Finanzbedingter Sanierungsstau
Woher nimmt Ambrosy diese Gewissheit? Weitere interne Papiere belegen, dass in einigen Räumen über acht Stunden Schadstoffkonzentrationen von mehr als hochgerechnet 50 Asbestfasern pro Kubikmeter Luft gemessen wurden. Nach Angaben eines Mitarbeiters des Mess-Unternehmens lag in einigen Räumen die Belastung gar bei über 100 Fasern pro Kubikmeter Luft. Mediziner sprechen in diesem Zusammenhang übrigens nicht von „Fasern“, sondern bezeichnenderweise von „Nadeln“.

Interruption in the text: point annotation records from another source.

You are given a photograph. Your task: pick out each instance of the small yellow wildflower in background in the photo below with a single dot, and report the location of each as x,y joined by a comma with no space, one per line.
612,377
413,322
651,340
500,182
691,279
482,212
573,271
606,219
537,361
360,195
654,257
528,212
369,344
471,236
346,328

Zulässig sind Höchstgrenzen von bis zu 1000 Asbest-Fasern in der Raumluft - es ist ein theoretischer Wert, deshalb raten Experten immer zu einer vollständigen Entfernung der Asbestprodukte. Diese kostenintensive Lösung ist jedoch oft aus finanziellen Gründen nicht realisierbar. Auch an der Uni Duisburg-Essen gibt es einen finanzbedingten Sanierungsstau. AStA-Mitarbeiter beziffern diesen auf bis zu 500 Millionen Euro. Weil das Geld fehlt, bleiben Spuren des Giftstoffs in der Luft. Fatal, denn auch bei niedrigerer Konzentration ist eine Gefährdung der Gesundheit, anders als Rektor Ambrosy versichert, keineswegs ausgeschlossen.

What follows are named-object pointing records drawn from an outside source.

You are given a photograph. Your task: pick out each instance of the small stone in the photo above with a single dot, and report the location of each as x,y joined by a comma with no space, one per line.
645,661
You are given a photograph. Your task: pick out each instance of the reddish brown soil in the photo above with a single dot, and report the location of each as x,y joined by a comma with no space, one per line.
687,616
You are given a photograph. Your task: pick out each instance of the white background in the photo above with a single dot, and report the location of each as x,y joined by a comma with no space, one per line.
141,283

„Prinzipiell gilt, je höher die Belastung, desto größer die Gefahr. Aber auch kleinste Mengen können ganz üble Folgen haben, denn im Laufe von Tagen, Wochen, Monaten und Jahren potenziert sich die Menge aufgenommener Asbestnadeln erheblich“, berichtet Dr. Wilfried Eberhardt, Onkologe am Uniklinikum. Zur Begründung der 1000-Faser-Grenze sagt Onkologe Eberhardt, dass „für Begutachtungszwecke eine willkürliche Grenze festgelegt werden musste, ab der Asbestfasern als gesundheitsschädlich gelten“.
Die unterschwellige Angst bleibt
Die Erforschung von asbestbedingten Krankheiten, wie dem gefürchteten „Pleuramesotheliom“, einem Rippenfell-Tumor, werde zudem erheblich dadurch erschwert, dass bis zum Ausbrechen der Krankheit bis zu 30 Jahre vergehen können. „Wenn ein Mensch erstmal ernsthaft erkrankt ist, lässt sich kaum noch feststellen, wo er die Giftstoffe aufgenommen habe und wie hoch die Belastung tatsächlich war“, sagt Eberhard.
An der UDE wird bis Mitte 2013 nach und nach das betroffene R-Gebäudes saniert, wobei die Überbleibsel des einst als „Wunderfaser“ gepriesenen Baustoffs so gut es geht entfernt werden sollen. Die unterschwellige Angst jedoch bleibt.